You should be very careful about marking fields as required. If at some point you wish to stop writing or sending a required field, it will be problematic to change the field to an optional field – old readers will consider messages without this field to be incomplete and may reject or drop them unintentionally. You should consider writing application-specific custom validation routines for your buffers instead.
A second issue with required fields appears when someone adds a value to an enum. In this case, the unrecognized enum value is treated as if it were missing, which also causes the required value check to fail.
In Proto3, it seemed that they originally dropped the possibility to have optional fields. Then they reinstated that with 3.15.0 https://github.com/protocolbuffers/protobuf/releases/tag/v3.15.0 but implemented differently.
Message fields can be one of the following:
- singular: a well-formed message can have zero or one of this field (but not more than one). And this is the default field rule for proto3 syntax.
- repeated: this field can be repeated any number of times (including zero) in a well-formed message. The order of the repeated values will be preserved.
As a result, it should be noted that null is not supported directly as a data type. But is supported either via optional in proto2 or singular in proto3, though not explicitly. You may want to read this article on Protobuf and Null support.
Data Types
Protobuf supports different families of data types: scalar (string, bytes, int, fixed, double, float, bool, and any) and nested (message, enumeration, map).
Fields may also consist of sub-messages that are defined in the same proto file, or any imported proto files.
Forward-Engineering
Hackolade dynamically generates Protobuf schema for the structure created with the application.
The script can also be exported to the file system via the menu Tools > Forward-Engineering, or via the Command-Line Interface.
This structure can be forward-engineered to a file with .proto extention or copied/pasted to code.

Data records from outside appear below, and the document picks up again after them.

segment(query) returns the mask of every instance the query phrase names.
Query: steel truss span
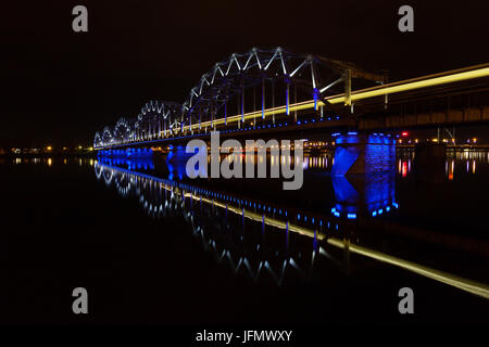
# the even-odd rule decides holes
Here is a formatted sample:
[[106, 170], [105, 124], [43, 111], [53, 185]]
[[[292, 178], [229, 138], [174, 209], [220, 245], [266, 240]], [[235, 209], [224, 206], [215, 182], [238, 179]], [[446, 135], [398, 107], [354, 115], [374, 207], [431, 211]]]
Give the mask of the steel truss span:
[[311, 99], [317, 110], [328, 104], [327, 97], [336, 93], [346, 93], [348, 105], [354, 78], [371, 85], [386, 81], [384, 75], [362, 70], [351, 63], [281, 48], [233, 53], [202, 75], [183, 104], [150, 101], [136, 117], [120, 118], [113, 128], [97, 132], [93, 147], [162, 139], [186, 130], [215, 129], [214, 119], [227, 126], [229, 115], [238, 118], [234, 123], [240, 127], [246, 123], [246, 113], [254, 112], [264, 120], [267, 108], [286, 105], [289, 115], [291, 103]]

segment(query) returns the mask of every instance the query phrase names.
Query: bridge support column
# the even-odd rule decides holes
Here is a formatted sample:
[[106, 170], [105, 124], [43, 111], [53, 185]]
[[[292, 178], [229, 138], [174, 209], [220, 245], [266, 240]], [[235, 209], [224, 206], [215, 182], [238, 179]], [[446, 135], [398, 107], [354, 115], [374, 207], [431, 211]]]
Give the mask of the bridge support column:
[[380, 133], [351, 131], [336, 138], [331, 175], [387, 172], [396, 167], [396, 140]]

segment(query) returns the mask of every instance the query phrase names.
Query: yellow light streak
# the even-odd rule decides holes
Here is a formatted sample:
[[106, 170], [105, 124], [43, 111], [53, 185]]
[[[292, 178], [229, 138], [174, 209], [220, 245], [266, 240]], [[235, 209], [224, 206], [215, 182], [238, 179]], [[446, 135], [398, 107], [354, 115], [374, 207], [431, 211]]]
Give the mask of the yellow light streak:
[[[327, 243], [339, 247], [339, 248], [344, 248], [344, 244], [341, 240], [338, 239], [328, 239]], [[353, 253], [360, 254], [362, 256], [378, 260], [378, 261], [383, 261], [383, 262], [387, 262], [393, 266], [397, 266], [399, 268], [402, 268], [404, 270], [409, 270], [411, 272], [424, 275], [428, 279], [457, 287], [462, 291], [485, 297], [485, 298], [489, 298], [489, 286], [482, 283], [478, 283], [472, 280], [467, 280], [467, 279], [463, 279], [460, 278], [457, 275], [451, 274], [451, 273], [447, 273], [443, 271], [439, 271], [439, 270], [435, 270], [422, 265], [417, 265], [415, 262], [412, 261], [408, 261], [408, 260], [403, 260], [400, 258], [396, 258], [392, 257], [390, 255], [386, 255], [383, 254], [377, 250], [372, 250], [362, 246], [358, 246], [354, 244], [349, 244], [349, 249]]]
[[[480, 65], [479, 65], [480, 66]], [[485, 65], [482, 65], [485, 66]], [[471, 68], [471, 67], [468, 67]], [[474, 68], [474, 67], [472, 67]], [[427, 87], [435, 87], [439, 85], [446, 85], [446, 83], [452, 83], [456, 81], [463, 81], [474, 78], [480, 78], [480, 77], [488, 77], [489, 76], [489, 67], [480, 67], [475, 68], [471, 70], [452, 70], [436, 75], [429, 75], [424, 77], [418, 77], [415, 79], [409, 79], [404, 81], [399, 82], [392, 82], [379, 87], [373, 87], [367, 89], [362, 89], [358, 91], [353, 91], [351, 94], [351, 100], [362, 100], [362, 99], [368, 99], [368, 98], [375, 98], [375, 97], [381, 97], [386, 94], [394, 94], [403, 91], [410, 91], [414, 89], [421, 89], [421, 88], [427, 88]], [[328, 103], [330, 104], [338, 104], [338, 103], [344, 103], [344, 94], [337, 94], [333, 97], [325, 98]], [[317, 101], [318, 106], [325, 106], [325, 103], [322, 101]], [[296, 111], [302, 111], [302, 110], [312, 110], [314, 108], [314, 101], [309, 100], [296, 104], [289, 105], [289, 113], [296, 112]], [[272, 114], [278, 115], [278, 114], [285, 114], [287, 112], [287, 107], [278, 106], [274, 108], [267, 108], [264, 112], [264, 116], [269, 116]], [[227, 123], [237, 123], [241, 120], [242, 115], [236, 115], [236, 116], [229, 116], [227, 117]], [[255, 118], [255, 117], [262, 117], [262, 111], [255, 111], [244, 114], [244, 120]], [[225, 123], [224, 118], [214, 119], [212, 121], [213, 126], [218, 126]], [[201, 126], [203, 128], [211, 127], [211, 121], [203, 121], [201, 123]], [[187, 130], [196, 130], [199, 129], [199, 124], [195, 124], [191, 127], [185, 126], [184, 131]]]

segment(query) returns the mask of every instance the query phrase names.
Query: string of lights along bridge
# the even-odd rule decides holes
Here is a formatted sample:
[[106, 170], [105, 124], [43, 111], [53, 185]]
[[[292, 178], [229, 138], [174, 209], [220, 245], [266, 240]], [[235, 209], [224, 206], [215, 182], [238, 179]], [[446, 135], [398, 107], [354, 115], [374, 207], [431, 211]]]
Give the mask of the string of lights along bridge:
[[[480, 83], [472, 81], [484, 80], [487, 85], [487, 77], [489, 64], [482, 64], [387, 82], [386, 74], [366, 72], [352, 63], [296, 54], [281, 48], [252, 49], [216, 63], [202, 75], [184, 103], [150, 101], [136, 117], [122, 117], [114, 127], [97, 132], [93, 149], [151, 145], [203, 137], [211, 131], [302, 131], [312, 125], [343, 126], [355, 131], [367, 110], [372, 112], [369, 103], [377, 102], [377, 113], [381, 113], [394, 95], [409, 100], [419, 92], [439, 92], [452, 86], [462, 93], [479, 88]], [[352, 86], [363, 88], [352, 90]], [[489, 118], [480, 114], [480, 118], [486, 116]]]

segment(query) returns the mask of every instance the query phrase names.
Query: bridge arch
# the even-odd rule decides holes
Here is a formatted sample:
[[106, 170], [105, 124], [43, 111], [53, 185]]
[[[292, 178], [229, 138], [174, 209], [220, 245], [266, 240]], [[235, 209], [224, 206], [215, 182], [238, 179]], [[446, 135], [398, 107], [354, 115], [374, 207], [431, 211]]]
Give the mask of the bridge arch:
[[264, 118], [264, 110], [277, 104], [286, 105], [289, 114], [290, 103], [311, 99], [317, 110], [317, 101], [351, 90], [352, 78], [385, 80], [384, 76], [366, 73], [351, 63], [297, 54], [279, 47], [233, 53], [214, 64], [190, 90], [183, 105], [181, 125], [210, 121], [212, 127], [213, 119], [236, 114], [242, 115], [242, 123], [247, 112], [258, 110]]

It can also be forward-engineered to a Confluent or Pulsar Schema Registry instance.
Reverse-Engineering
Hackolade easily imports the schema from .proto files to represent the corresponding Entity Relationship Diagram and schema structure. You may also import and convert from JSON Schema and documents.

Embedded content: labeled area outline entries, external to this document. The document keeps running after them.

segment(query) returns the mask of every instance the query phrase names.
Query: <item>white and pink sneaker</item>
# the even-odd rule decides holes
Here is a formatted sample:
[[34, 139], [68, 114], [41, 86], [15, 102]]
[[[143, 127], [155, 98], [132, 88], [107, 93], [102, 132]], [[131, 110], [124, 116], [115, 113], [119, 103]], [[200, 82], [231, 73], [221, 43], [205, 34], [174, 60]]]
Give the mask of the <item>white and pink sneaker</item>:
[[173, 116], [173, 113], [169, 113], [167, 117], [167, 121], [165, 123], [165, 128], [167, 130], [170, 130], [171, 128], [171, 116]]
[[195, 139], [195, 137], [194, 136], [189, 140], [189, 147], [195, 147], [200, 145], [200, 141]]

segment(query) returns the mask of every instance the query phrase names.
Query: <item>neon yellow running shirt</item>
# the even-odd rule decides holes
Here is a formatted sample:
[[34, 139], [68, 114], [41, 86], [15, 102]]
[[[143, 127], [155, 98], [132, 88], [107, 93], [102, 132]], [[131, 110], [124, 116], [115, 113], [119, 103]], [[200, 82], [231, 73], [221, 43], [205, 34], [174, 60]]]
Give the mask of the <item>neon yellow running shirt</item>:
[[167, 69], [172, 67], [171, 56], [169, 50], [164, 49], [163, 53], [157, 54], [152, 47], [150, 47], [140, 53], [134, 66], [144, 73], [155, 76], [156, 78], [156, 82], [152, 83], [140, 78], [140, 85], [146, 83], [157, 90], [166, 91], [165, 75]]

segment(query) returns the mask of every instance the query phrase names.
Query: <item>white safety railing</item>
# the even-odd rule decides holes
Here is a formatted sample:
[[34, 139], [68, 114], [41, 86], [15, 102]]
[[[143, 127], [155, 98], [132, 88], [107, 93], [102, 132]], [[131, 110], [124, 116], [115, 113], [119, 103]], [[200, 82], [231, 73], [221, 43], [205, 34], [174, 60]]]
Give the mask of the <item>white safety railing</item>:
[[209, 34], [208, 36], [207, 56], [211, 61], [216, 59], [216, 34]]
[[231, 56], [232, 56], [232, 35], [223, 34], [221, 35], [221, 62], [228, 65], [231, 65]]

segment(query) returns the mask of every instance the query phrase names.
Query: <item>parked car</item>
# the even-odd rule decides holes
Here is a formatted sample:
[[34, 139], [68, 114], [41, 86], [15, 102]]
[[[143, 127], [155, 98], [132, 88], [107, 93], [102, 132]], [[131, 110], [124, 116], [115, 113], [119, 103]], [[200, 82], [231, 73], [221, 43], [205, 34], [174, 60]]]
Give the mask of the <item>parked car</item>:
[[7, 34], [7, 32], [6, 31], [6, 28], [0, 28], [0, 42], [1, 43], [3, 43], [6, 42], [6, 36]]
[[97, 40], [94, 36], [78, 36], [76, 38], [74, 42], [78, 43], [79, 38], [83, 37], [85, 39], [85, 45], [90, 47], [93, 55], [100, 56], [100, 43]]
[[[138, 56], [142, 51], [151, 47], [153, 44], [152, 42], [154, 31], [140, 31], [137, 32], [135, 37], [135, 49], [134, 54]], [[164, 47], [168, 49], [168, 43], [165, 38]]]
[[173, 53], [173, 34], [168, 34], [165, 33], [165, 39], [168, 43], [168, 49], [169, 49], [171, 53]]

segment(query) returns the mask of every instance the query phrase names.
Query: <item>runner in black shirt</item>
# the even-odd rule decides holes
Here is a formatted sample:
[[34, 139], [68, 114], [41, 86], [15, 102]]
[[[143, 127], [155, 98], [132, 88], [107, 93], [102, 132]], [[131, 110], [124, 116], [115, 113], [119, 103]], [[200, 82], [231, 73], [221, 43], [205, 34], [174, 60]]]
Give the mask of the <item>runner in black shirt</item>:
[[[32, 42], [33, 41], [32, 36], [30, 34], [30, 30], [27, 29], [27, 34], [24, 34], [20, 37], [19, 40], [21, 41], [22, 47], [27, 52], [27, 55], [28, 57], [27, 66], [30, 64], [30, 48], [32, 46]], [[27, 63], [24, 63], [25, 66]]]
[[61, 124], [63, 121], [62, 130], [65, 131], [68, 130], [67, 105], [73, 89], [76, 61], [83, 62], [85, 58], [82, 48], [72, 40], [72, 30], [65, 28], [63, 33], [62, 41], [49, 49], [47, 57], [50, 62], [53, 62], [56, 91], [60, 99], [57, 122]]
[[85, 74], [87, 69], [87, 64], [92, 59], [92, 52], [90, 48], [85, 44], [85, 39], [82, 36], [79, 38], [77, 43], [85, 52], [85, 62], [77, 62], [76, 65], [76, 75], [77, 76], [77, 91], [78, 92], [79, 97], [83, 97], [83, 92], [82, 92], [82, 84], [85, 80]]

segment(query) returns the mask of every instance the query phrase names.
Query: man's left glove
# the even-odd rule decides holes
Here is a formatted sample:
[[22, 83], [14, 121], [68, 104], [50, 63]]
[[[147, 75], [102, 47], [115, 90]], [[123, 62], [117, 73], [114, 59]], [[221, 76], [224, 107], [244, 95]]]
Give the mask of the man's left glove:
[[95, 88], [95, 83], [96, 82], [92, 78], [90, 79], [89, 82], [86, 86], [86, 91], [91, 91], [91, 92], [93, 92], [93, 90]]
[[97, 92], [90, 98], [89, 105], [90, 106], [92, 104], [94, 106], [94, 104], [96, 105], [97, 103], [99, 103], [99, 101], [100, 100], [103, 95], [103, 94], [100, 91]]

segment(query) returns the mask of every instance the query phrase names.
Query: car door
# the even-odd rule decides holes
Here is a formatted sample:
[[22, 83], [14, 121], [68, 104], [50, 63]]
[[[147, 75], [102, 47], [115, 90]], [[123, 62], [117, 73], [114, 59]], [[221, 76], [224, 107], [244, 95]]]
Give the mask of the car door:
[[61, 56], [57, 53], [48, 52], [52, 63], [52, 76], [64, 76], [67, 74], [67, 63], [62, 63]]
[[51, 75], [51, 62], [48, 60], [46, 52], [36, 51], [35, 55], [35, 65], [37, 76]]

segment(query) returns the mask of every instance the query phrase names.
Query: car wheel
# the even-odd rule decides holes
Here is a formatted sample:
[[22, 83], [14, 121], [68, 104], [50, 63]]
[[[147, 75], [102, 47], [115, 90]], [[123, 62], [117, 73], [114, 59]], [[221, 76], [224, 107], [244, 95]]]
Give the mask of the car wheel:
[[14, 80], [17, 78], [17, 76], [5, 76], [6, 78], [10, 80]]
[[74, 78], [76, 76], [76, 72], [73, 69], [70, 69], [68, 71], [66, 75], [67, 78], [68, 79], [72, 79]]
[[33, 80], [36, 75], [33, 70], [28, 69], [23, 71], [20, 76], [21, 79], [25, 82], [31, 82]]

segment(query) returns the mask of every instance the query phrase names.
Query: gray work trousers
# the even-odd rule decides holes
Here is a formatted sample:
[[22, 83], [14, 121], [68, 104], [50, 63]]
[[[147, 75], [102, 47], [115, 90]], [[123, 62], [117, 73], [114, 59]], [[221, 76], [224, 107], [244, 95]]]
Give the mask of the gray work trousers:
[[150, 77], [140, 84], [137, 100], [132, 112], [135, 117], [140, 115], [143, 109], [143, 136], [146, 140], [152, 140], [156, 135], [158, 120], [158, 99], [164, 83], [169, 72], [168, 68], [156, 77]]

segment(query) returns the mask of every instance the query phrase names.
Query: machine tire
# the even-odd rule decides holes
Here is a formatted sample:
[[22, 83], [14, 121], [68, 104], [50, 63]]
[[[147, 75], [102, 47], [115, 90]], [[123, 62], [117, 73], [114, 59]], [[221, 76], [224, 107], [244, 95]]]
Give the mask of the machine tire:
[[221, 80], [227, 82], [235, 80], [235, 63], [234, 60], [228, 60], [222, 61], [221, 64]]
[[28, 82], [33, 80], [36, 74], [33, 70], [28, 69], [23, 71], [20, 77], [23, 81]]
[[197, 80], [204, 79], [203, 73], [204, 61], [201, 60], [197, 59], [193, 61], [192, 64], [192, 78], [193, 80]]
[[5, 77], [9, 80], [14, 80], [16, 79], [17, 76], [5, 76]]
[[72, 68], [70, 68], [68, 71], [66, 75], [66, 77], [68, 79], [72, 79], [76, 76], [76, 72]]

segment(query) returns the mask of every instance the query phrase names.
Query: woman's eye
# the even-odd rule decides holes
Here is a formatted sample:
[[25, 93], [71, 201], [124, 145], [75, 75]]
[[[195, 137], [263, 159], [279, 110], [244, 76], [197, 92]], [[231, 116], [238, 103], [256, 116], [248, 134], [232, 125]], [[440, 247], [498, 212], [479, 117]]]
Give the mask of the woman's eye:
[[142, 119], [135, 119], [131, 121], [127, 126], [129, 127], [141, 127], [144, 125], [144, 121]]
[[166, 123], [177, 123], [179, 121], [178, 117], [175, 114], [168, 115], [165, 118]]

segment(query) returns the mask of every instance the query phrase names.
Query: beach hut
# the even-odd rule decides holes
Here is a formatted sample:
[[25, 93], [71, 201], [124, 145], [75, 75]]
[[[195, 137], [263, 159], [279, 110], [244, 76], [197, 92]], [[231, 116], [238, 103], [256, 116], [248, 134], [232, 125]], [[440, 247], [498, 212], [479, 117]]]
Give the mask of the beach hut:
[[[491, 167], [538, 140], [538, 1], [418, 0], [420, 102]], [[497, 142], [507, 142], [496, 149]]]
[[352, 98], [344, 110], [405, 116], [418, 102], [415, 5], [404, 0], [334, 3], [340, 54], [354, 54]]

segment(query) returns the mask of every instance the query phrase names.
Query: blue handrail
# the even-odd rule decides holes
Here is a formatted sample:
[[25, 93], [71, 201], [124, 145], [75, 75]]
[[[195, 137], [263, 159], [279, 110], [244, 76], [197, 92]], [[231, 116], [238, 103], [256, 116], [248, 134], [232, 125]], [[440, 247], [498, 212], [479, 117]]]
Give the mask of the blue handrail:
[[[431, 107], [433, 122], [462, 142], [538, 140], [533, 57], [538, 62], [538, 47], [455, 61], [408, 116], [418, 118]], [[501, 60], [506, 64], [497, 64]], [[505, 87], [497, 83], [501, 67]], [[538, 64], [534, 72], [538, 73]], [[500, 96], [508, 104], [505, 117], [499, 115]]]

For more information on Protobuf in general, please consult the website.and documentation.
Cloud Object Storage
In the context of large-scale distributed systems like data lakes, data is often stored in object storage solutions like Amazon S3, Azure ADLS, or Google Cloud Storage. Protobuf is designed to be a compact and efficient binary format for serializing data.
With Hackolade Studio, you can reverse-engineer Protobuf files located on:
- Amazon S3
- Azure Blog Storage
- Azure Data Lake Storage (ADLS) Gen 1 and Gen 2
- Google Cloud Storage
Schema Registries
A key component of event streaming is to enable broad compatibility between applications connecting to Kafka. In a large organizations, trying to ensure data compatibility can be difficult and ultimately ineffective, so schemas should be handled as “contracts” between producers and consumers.
The main benefit of using a Schema Registry is that it provides a centralized way to manage and version Protobuf schemas, which can be critical for maintaining data compatibility and ensuring data quality in a Kafka ecosystem.
Hackolade Studio supports Protobuf schema maintenance in:
- Azure EventHubs Schema Registry
Schemas can be published to the registry via forward-engineering, or reverse-engineered from these schema registries.